AI infrastructure is growing faster than our ability to measure its impact. This project connects the dots between hardware efficiency, energy mix, and carbon output to surface where the real leverage is.
We make three core assertions about how AI data center energy and carbon scale. Each is supported by the live data on this site, and each represents an independent lever — together they multiply.

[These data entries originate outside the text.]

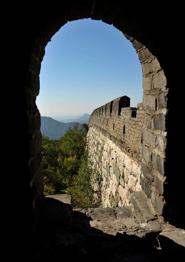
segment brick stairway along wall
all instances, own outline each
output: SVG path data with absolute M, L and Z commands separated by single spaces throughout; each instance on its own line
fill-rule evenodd
M 95 109 L 89 122 L 88 148 L 100 175 L 98 186 L 103 207 L 128 206 L 133 191 L 142 190 L 142 103 L 129 107 L 125 96 Z

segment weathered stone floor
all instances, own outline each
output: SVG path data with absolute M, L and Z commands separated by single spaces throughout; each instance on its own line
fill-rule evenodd
M 162 261 L 184 252 L 184 230 L 141 223 L 131 207 L 73 210 L 70 196 L 51 196 L 34 241 L 18 252 L 24 261 Z

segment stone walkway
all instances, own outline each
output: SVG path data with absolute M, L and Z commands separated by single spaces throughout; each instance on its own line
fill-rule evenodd
M 73 210 L 70 196 L 49 196 L 45 200 L 34 245 L 18 254 L 24 261 L 159 262 L 184 252 L 185 231 L 156 220 L 142 223 L 131 206 L 115 212 Z

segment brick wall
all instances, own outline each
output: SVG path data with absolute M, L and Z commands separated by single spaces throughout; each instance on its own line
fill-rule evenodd
M 124 153 L 140 164 L 145 110 L 142 103 L 137 108 L 130 107 L 130 98 L 124 96 L 97 108 L 89 126 L 95 125 L 107 132 Z

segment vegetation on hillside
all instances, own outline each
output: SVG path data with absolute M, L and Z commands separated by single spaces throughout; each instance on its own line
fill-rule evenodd
M 98 178 L 86 149 L 86 127 L 75 124 L 58 140 L 43 134 L 41 146 L 45 195 L 68 194 L 74 208 L 85 209 L 97 204 L 94 185 Z

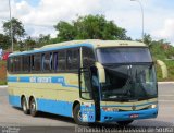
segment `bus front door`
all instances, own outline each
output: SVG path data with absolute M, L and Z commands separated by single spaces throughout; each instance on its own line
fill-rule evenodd
M 79 70 L 79 96 L 82 99 L 80 104 L 82 121 L 95 122 L 96 108 L 95 108 L 94 93 L 91 85 L 91 73 L 89 69 L 82 68 Z

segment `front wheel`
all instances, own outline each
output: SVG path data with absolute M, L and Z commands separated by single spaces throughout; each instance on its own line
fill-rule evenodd
M 130 124 L 133 122 L 133 120 L 129 121 L 117 121 L 116 123 L 121 126 L 127 126 L 128 124 Z
M 79 125 L 88 125 L 87 122 L 83 122 L 82 112 L 80 112 L 80 105 L 76 105 L 73 110 L 74 121 Z
M 25 97 L 22 98 L 22 108 L 23 108 L 23 112 L 24 112 L 25 114 L 28 114 L 28 113 L 29 113 L 29 110 L 28 110 L 28 108 L 27 108 L 27 101 L 26 101 L 26 98 L 25 98 Z
M 30 116 L 33 117 L 38 116 L 38 111 L 36 110 L 36 102 L 34 98 L 30 100 L 29 110 L 30 110 Z

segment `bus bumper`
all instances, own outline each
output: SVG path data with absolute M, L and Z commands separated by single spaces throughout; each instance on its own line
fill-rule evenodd
M 158 108 L 138 110 L 138 111 L 104 111 L 101 109 L 100 122 L 116 122 L 138 119 L 150 119 L 157 118 Z

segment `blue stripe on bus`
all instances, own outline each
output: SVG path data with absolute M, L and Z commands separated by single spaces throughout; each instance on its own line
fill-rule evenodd
M 76 48 L 76 47 L 83 47 L 83 46 L 94 48 L 94 46 L 91 44 L 74 44 L 74 45 L 70 45 L 70 46 L 55 46 L 55 47 L 52 47 L 52 48 L 42 48 L 42 49 L 38 49 L 38 50 L 16 52 L 16 53 L 11 53 L 9 57 L 30 55 L 30 53 L 37 53 L 37 52 L 46 52 L 46 51 L 59 50 L 59 49 Z
M 73 102 L 37 98 L 37 110 L 39 111 L 72 117 L 72 109 Z
M 21 107 L 21 97 L 9 95 L 9 102 L 14 107 Z M 36 98 L 36 102 L 38 111 L 72 117 L 73 102 L 42 98 Z
M 152 105 L 152 104 L 157 104 L 157 101 L 153 101 L 153 102 L 146 102 L 146 104 L 140 104 L 140 105 L 135 105 L 136 107 L 141 107 L 141 106 L 146 106 L 146 105 Z M 101 107 L 133 107 L 133 105 L 119 105 L 119 106 L 115 106 L 115 105 L 108 105 L 108 106 L 101 106 Z
M 12 106 L 21 107 L 21 98 L 20 98 L 20 96 L 9 95 L 9 102 Z
M 53 83 L 53 84 L 61 84 L 63 87 L 74 87 L 74 88 L 79 88 L 76 85 L 67 85 L 65 83 L 65 80 L 63 76 L 44 76 L 44 77 L 38 77 L 38 76 L 9 76 L 8 82 L 12 83 Z

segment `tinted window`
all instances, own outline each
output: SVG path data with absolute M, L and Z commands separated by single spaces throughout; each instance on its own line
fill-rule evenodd
M 21 71 L 21 57 L 14 58 L 14 71 L 20 72 Z
M 67 70 L 77 70 L 79 68 L 79 49 L 70 49 L 66 51 Z
M 24 56 L 23 57 L 23 71 L 24 72 L 29 72 L 30 70 L 30 57 L 29 56 Z
M 14 72 L 14 58 L 9 58 L 8 60 L 8 71 Z
M 42 53 L 42 71 L 52 70 L 52 52 Z
M 95 64 L 95 53 L 90 48 L 83 48 L 83 66 L 88 68 Z
M 64 71 L 66 69 L 65 51 L 58 51 L 58 68 L 57 71 Z
M 40 55 L 33 55 L 32 56 L 32 69 L 33 71 L 40 71 Z
M 152 62 L 148 48 L 100 48 L 97 49 L 97 57 L 102 64 Z
M 58 52 L 53 53 L 53 70 L 58 71 Z

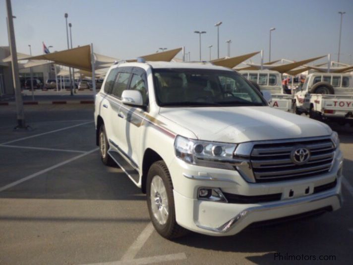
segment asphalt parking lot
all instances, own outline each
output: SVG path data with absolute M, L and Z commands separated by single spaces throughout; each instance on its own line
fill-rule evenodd
M 93 108 L 26 106 L 33 130 L 13 132 L 14 106 L 0 106 L 0 264 L 294 263 L 276 254 L 334 257 L 318 264 L 353 260 L 352 129 L 333 126 L 345 158 L 338 211 L 172 242 L 153 229 L 145 195 L 120 169 L 101 163 Z

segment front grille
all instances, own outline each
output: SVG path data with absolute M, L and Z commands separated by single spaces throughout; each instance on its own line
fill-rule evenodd
M 309 161 L 296 165 L 291 159 L 296 146 L 310 150 Z M 277 181 L 313 176 L 328 172 L 332 163 L 335 147 L 329 138 L 297 141 L 255 144 L 250 162 L 257 182 Z
M 319 193 L 325 191 L 328 191 L 331 189 L 333 189 L 337 185 L 337 179 L 335 179 L 335 181 L 331 182 L 330 183 L 328 183 L 327 184 L 324 184 L 320 186 L 317 186 L 314 188 L 313 193 Z
M 223 195 L 230 203 L 250 204 L 280 200 L 282 194 L 275 193 L 265 195 L 247 196 L 224 192 Z

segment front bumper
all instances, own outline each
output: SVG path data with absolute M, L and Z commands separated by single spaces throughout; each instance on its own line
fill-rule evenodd
M 272 203 L 235 204 L 201 201 L 187 198 L 174 191 L 176 208 L 183 205 L 183 216 L 177 222 L 185 228 L 213 236 L 231 236 L 256 222 L 294 215 L 331 206 L 340 208 L 341 178 L 336 187 L 329 191 Z M 192 218 L 187 217 L 192 216 Z
M 231 236 L 257 222 L 287 217 L 323 208 L 337 210 L 342 202 L 342 177 L 340 172 L 342 172 L 343 164 L 341 152 L 338 154 L 328 173 L 311 178 L 268 183 L 249 183 L 236 171 L 190 165 L 176 159 L 169 167 L 174 186 L 176 221 L 181 226 L 197 233 Z M 202 173 L 202 170 L 207 170 L 208 173 Z M 213 178 L 215 176 L 217 177 Z M 282 197 L 280 200 L 271 202 L 232 203 L 196 199 L 200 187 L 218 188 L 224 192 L 257 196 L 283 193 L 289 188 L 298 186 L 316 187 L 331 183 L 336 179 L 336 186 L 330 190 L 291 199 Z

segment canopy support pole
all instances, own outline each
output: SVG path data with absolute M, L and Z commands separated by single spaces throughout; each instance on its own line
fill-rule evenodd
M 96 100 L 96 73 L 95 73 L 95 60 L 93 53 L 93 44 L 91 44 L 91 65 L 92 66 L 92 87 L 93 89 L 93 100 Z

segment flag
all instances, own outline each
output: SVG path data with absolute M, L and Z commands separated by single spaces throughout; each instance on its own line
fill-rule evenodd
M 47 48 L 47 46 L 45 46 L 45 44 L 44 44 L 44 42 L 43 42 L 43 51 L 44 52 L 45 54 L 50 54 L 50 52 L 49 51 L 49 49 Z

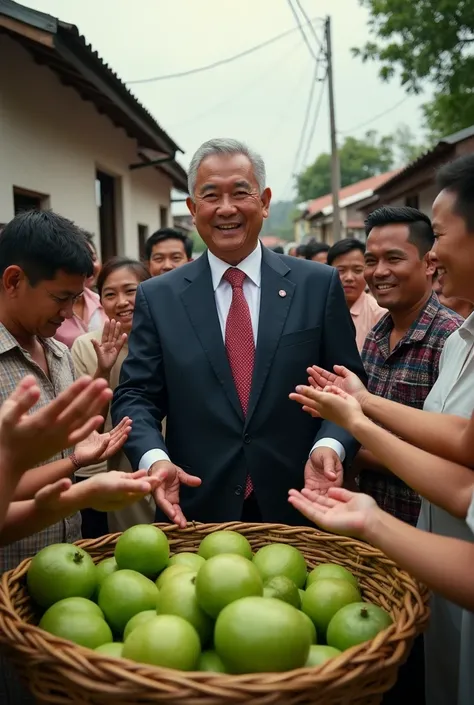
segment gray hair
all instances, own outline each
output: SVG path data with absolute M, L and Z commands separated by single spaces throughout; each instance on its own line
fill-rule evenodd
M 212 157 L 214 154 L 243 154 L 252 164 L 255 178 L 257 179 L 258 188 L 262 194 L 266 186 L 265 162 L 260 154 L 254 152 L 247 147 L 243 142 L 229 139 L 226 137 L 217 137 L 213 140 L 204 142 L 191 159 L 191 164 L 188 170 L 188 190 L 189 195 L 194 195 L 196 187 L 197 172 L 201 163 L 207 157 Z

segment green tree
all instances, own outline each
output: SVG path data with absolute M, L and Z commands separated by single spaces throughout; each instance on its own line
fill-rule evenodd
M 394 162 L 393 137 L 379 137 L 371 130 L 363 139 L 346 137 L 339 149 L 341 186 L 388 171 Z M 298 199 L 308 201 L 331 191 L 331 155 L 320 154 L 296 177 Z
M 380 76 L 399 76 L 409 93 L 434 88 L 423 107 L 434 141 L 474 123 L 473 0 L 360 0 L 375 41 L 354 49 L 381 63 Z

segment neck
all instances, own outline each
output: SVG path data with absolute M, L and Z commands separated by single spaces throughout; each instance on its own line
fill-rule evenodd
M 25 330 L 18 319 L 5 310 L 2 303 L 0 303 L 0 322 L 3 323 L 10 335 L 15 338 L 22 348 L 28 350 L 34 346 L 36 342 L 36 335 Z
M 426 292 L 423 298 L 403 311 L 390 311 L 393 320 L 393 327 L 399 333 L 406 333 L 416 321 L 421 311 L 425 308 L 431 291 Z

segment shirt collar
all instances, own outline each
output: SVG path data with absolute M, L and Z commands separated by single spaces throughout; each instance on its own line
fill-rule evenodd
M 207 258 L 209 261 L 209 267 L 211 268 L 212 276 L 212 286 L 214 291 L 217 289 L 222 281 L 224 273 L 229 269 L 231 265 L 227 262 L 223 262 L 221 259 L 212 254 L 209 250 L 207 251 Z M 256 286 L 260 286 L 262 281 L 262 248 L 260 244 L 257 245 L 255 250 L 249 254 L 248 257 L 239 262 L 237 269 L 241 269 L 249 279 L 253 281 Z
M 428 333 L 433 319 L 435 318 L 440 308 L 441 304 L 438 301 L 438 297 L 434 293 L 431 294 L 430 298 L 425 304 L 425 307 L 420 311 L 418 318 L 411 324 L 410 329 L 406 332 L 405 336 L 403 337 L 403 342 L 419 342 L 423 340 L 425 335 Z M 381 340 L 382 338 L 385 338 L 385 336 L 390 335 L 392 329 L 392 316 L 390 315 L 390 313 L 386 313 L 385 316 L 383 316 L 383 318 L 381 318 L 377 325 L 374 327 L 373 332 L 375 339 Z
M 466 318 L 462 326 L 459 328 L 459 335 L 463 340 L 470 340 L 474 338 L 474 312 Z
M 362 294 L 357 299 L 357 301 L 355 301 L 352 304 L 351 309 L 350 309 L 352 316 L 359 316 L 362 313 L 362 309 L 364 308 L 365 299 L 367 296 L 368 296 L 368 294 L 366 294 L 365 291 L 363 291 Z
M 63 357 L 64 348 L 60 343 L 58 343 L 54 338 L 39 338 L 41 344 L 51 352 L 55 357 Z M 10 333 L 10 331 L 5 328 L 3 323 L 0 323 L 0 355 L 3 355 L 14 348 L 23 350 L 18 340 Z

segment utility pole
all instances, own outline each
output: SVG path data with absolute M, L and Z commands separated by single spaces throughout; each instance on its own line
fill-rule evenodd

GPU efficiency improves roughly 2.5× per generation (V100 → H100 is ~3.8× more TFLOPS per watt), but AI workloads have grown ~10× over the same window. Hardware gains are real, but they lag the demand curve. 1
Identical workloads consume roughly 2× more grid energy in legacy enterprise facilities (PUE ~2.4) than in best-in-class hyperscale (PUE ~1.1). Cooling and power delivery are where that gap lives — invisible to the workload but doubling the bill. 2
The same kWh emits ~30 gCO₂ on Norway's hydro grid and ~700+ gCO₂ on coal-heavy grids. Where a data center is built matters more for emissions than how efficient it is internally. Geography is the largest single lever in the model. 3
Together, these three levers multiply. The best-to-worst spread across the model is 10× or more — and no single lever closes that gap on its own. Hardware, facility, and location must all improve together.
How do energy consumption patterns, electricity source, and GPU hardware characteristics interact to determine the most energy-efficient strategies for scaling AI data centers?
The data shows that the best-practice combination — high-efficiency facility (PUE ~1.1), low-carbon grid, and latest-gen GPUs — can reduce total energy footprint by over 10× compared to worst-case deployment. Location and hardware choice are the most underutilized levers.